My name is 877! Una bella serata in compagnia di Officina Teatro

Marcia Sedoc

Un cast di tutto rispetto quello di My name is 877!, spettacolo messo in scena dalla Compagnia Officina Teatro diretta da Michele Celeste, l’attore sancataldese che ha vinto, nel 2018, insieme all’attrice Marcia Sedoc, il premio “Sorriso diverso” Rai Cinema Channel con il docufilm A me resta la speranza, di Virginia Barrett. Lo spettacolo, messo in scena anche al “Margherita” di Caltanissetta, è stato un momento di riflessione sulle migrazioni contemporanee, con i loro drammi e la loro grande potenzialità. Un viaggio surreale attraverso le culture, lungo il filo che unisce il mito e la contemporaneità, terminato cantando, trascinati da Marcia Sedoc lungo le note del suo vecchio successo di ragazza Cacao Meravigliao, celeberrimo motivo lanciato dall’altrettanto celebre programma tv di Renzo Arbore. Un canto che ha voluto rimarcare come la vita sia bella nonostante tutto, e quanto sia importante far vincere comunque l’allegria e la speranza.

Nel cast, oltre a Michele Celeste e Marcia Sedoc, il percussionista Glenn Sedoc, Stanley Eagle e Imtiaz Ali Cheema. D’altronde, la Compagnia, fondata nel 2011, ha una fisionomia interculturale ed è costituita da artisti provenienti da diverse parti del mondo, tra i quali immigrati di prima e seconda generazione. Sarà questo approccio ad avere permesso ad Officina Teatro di aggiudicarsi il Grand Prix del Teatro, a Roma, nel 2015? Soprattutto, cosa c’è alla base di My name is 877?

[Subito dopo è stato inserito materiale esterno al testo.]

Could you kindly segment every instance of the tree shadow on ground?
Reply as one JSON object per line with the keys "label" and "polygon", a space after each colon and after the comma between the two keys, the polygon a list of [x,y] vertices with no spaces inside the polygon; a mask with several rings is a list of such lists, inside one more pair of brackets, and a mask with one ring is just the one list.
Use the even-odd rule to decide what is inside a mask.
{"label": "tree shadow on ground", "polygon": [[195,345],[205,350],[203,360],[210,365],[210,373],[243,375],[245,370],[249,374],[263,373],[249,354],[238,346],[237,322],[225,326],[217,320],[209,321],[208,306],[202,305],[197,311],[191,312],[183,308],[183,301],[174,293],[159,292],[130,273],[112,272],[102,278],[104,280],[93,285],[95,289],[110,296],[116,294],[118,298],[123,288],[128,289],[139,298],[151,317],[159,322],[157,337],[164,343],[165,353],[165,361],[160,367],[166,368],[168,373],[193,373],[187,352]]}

«È il dipinto dell’Angelo novus di Klee che mi ha trascinato dentro» dice Michele Celeste, che ha diretto la regia dello spettacolo.«(L’Angelo) guarda con gli occhi sbarrati le macerie che stanno davanti a lui e vorrebbe fermarsi per rimediare, ricostruire. Ma è il vento del progresso ad impedirgli di fermarsi (Benjiamin). Se continuo finiamo domani mattina». Al Margherita, però, lo spettacolo ha portato un pubblico che si può definire testimone di un progresso diverso, quello che manda avanti umanità e accoglienza. Presenti molti volontari della Croce Rossa e associazioni e persone che, a vario titolo, si occupano dell’inclusione sociale delle persone migranti nelle comunità in cui iniziano la loro nuova vita.